Ist der Test nicht bestanden, gilt die Einbürgerung zunächst als gescheitert. Allerdings gibt es die Möglichkeit erneut anzutreten. Das alles ist geregelt in einer eigenen Verordnung, der Einbürgerungstestverordnung (EinbTestV). Dessen Grundlage ist wiederum das schon erwähnte Staatsangehörigkeitsgesetz.

Zuletzt kursierte mitunter das Gerücht, dass der Einbürgerungstest mit dem neuen Staatsbürgerschaftsrecht abgeschafft wird. Einbürgerungswillige könnten demnach ohne einen Test direkt eingebürgert werden. Das ist aber nur teilweise richtig. Auch im bisherigen Staatsbürgerschaftsrecht gab es einige Ausnahmeregelungen, unter denen Menschen ohne Einbürgerungstest eingebürgert werden konnten. Das war jedoch nicht die Regel und soll auch mit dem neuen Gesetz nicht die Regel werden. Allerdings sieht das neue Gesetz vor, dass die Ausnahme um eine weitere Gruppe erweitert werden soll. Dabei geht es um die sogenannte Gastarbeitergeneration, demnach um Migranten, die schon viele Jahrzehnte in Deutschland leben. Für sie soll der Einbürgerungstest – als Anerkennung ihrer Leistungen – künftig entfallen, ebenso soll ein Sprachtest nur noch in mündlicher Form erfolgen.

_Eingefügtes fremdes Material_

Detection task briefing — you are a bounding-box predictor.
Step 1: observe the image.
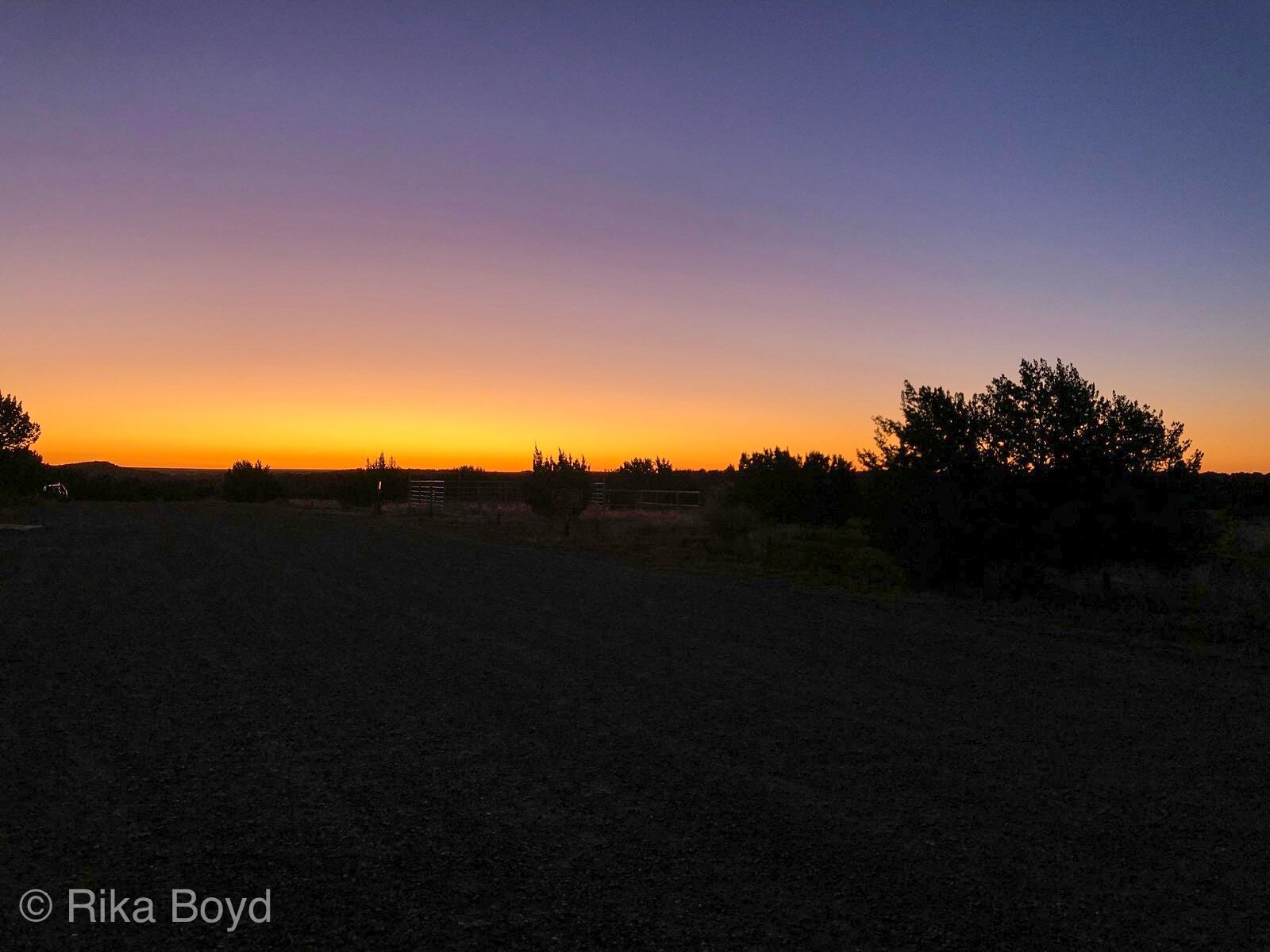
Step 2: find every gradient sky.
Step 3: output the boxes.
[0,0,1270,471]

Wie lange dauert eine Einbürgerung in Deutschland?

Die Dauer einer Einbürgerung lässt sich nicht pauschal beziffern. Das hängt nicht nur damit zusammen, dass sich die Biographien der Einbürgerungswilligen stark unterscheiden. In vielen Fällen müssen auch Dokumente aus den Herkunftsländern gesondert geprüft oder auch zusätzlich eingeholt werden. Sollen mehrere Personen zugleich, zum Beispiel Elternteile mit ihren Kindern eingebürgert werden, kann sich das Verfahren ebenfalls verlängern. Hinzu kommen weitere Einflussfaktoren, etwa ob das Aufkommen an neuen Anträgen hoch oder gering ist.

Die Reform des Staatsbürgerschaftsrechts dürfte erwartungsgemäß zu einer Menge neuer Anträge führen. In den letzten Jahren sind zudem außergewöhnlich viele Menschen nach Deutschland zugewandert, die künftig einen Anspruch auf Einbürgerung erheben können. Aktuell findet sich deshalb auf vielen Webseiten von Bund und Bundesländern der Verweis auf eine längere Bearbeitungszeit. 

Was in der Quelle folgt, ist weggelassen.